Background: Microbiomes consist of bacteria, viruses, and other microorganisms, and are responsible for many different functions in both organisms and the environment. Some previous analyses of microbiomes focus on the relationships between specific microbiomes and a particular disease. These typically use correlation which is fundamentally symmetric with respect to pairs of microbes. Correlation focuses on the symmetry of the data distribution, and asymmetric data is often discarded as having a weak correlation. With all the data available on the microbiome, there is a need for a method that comprehensively studies microbiomes and how they are related to each other.

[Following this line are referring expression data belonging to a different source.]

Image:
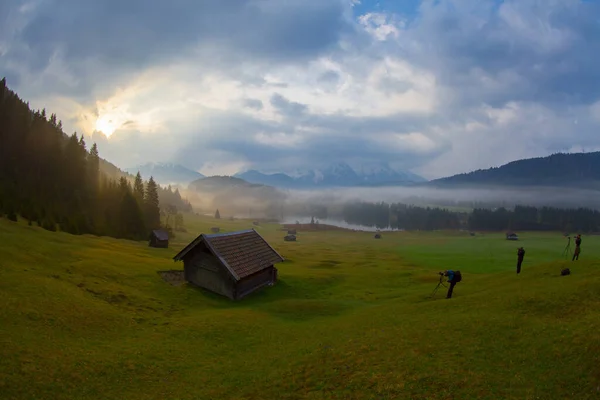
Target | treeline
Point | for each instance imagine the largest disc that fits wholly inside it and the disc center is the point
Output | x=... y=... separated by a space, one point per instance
x=52 y=180
x=401 y=216
x=525 y=218
x=521 y=218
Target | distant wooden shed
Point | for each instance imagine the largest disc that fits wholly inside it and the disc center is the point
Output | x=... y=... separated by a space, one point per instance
x=512 y=236
x=231 y=264
x=159 y=238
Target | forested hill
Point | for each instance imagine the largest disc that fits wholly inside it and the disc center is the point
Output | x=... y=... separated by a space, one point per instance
x=53 y=180
x=564 y=170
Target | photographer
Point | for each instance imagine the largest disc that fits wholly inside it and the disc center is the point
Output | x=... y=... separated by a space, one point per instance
x=520 y=256
x=577 y=248
x=453 y=278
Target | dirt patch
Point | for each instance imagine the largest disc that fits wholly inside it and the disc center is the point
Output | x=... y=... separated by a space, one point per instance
x=172 y=277
x=327 y=264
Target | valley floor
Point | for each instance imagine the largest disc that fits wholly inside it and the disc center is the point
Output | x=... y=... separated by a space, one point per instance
x=84 y=317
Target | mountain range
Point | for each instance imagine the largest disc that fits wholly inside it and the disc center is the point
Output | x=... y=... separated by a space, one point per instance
x=563 y=170
x=335 y=175
x=167 y=173
x=580 y=170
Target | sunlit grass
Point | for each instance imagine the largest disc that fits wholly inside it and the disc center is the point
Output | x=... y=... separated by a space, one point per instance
x=87 y=317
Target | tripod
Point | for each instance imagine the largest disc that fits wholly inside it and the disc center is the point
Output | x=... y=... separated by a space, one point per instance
x=567 y=250
x=440 y=283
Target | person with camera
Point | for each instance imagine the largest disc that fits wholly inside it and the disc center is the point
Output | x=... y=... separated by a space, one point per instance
x=520 y=256
x=453 y=278
x=577 y=248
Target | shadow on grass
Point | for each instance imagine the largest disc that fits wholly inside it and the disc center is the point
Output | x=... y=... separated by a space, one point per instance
x=291 y=299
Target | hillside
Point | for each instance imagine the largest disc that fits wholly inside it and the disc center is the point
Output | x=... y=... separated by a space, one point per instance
x=564 y=170
x=86 y=318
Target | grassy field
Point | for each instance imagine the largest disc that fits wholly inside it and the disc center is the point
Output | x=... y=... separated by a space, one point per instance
x=84 y=317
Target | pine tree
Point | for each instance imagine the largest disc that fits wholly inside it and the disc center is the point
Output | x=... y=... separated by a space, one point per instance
x=151 y=205
x=138 y=189
x=131 y=218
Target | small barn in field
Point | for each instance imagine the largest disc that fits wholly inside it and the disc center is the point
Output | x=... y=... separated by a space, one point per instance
x=159 y=238
x=231 y=264
x=512 y=236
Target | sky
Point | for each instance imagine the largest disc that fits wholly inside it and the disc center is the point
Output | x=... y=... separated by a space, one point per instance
x=435 y=87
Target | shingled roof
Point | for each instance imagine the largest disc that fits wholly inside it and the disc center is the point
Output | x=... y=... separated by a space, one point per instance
x=243 y=253
x=161 y=234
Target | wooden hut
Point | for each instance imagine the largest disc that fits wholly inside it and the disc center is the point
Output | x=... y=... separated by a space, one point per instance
x=159 y=238
x=231 y=264
x=512 y=236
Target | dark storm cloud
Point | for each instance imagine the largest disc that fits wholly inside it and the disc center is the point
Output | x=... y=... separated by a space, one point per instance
x=538 y=59
x=543 y=52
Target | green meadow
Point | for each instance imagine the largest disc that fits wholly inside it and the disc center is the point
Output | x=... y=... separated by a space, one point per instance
x=85 y=317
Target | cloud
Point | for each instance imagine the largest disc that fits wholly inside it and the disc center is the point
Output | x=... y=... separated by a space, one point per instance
x=451 y=87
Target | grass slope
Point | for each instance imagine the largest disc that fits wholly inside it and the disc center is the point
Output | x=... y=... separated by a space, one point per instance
x=84 y=317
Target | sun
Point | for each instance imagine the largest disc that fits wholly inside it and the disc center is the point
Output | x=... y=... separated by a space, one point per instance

Results: We collect publicly available datasets from human, environment, and animal samples to determine both symmetric and asymmetric Boolean relationships between a pair of microbes. We then find relationships that are potentially invariants, meaning they will hold in any microbe community. In other words, if we determine there is a relationship between two microbes, we expect the relationship to hold in almost all context. We discovered that certain pairs of microbes always exhibit the same relationship in almost all the datasets we studied, thus making them good candidates for universal relationships. Our results confirm known biological properties and seem promising in terms of disease diagnosis.
Conclusions: Since the relationships are likely universal, we expect that they will hold in a clinical setting as well as in the general population. Strong universal relationships may provide insight on prognostic, predictive, or therapeutic properties of a clinically relevant disease. These new analyses may improve disease diagnosis and drug development in terms of accuracy and efficiency.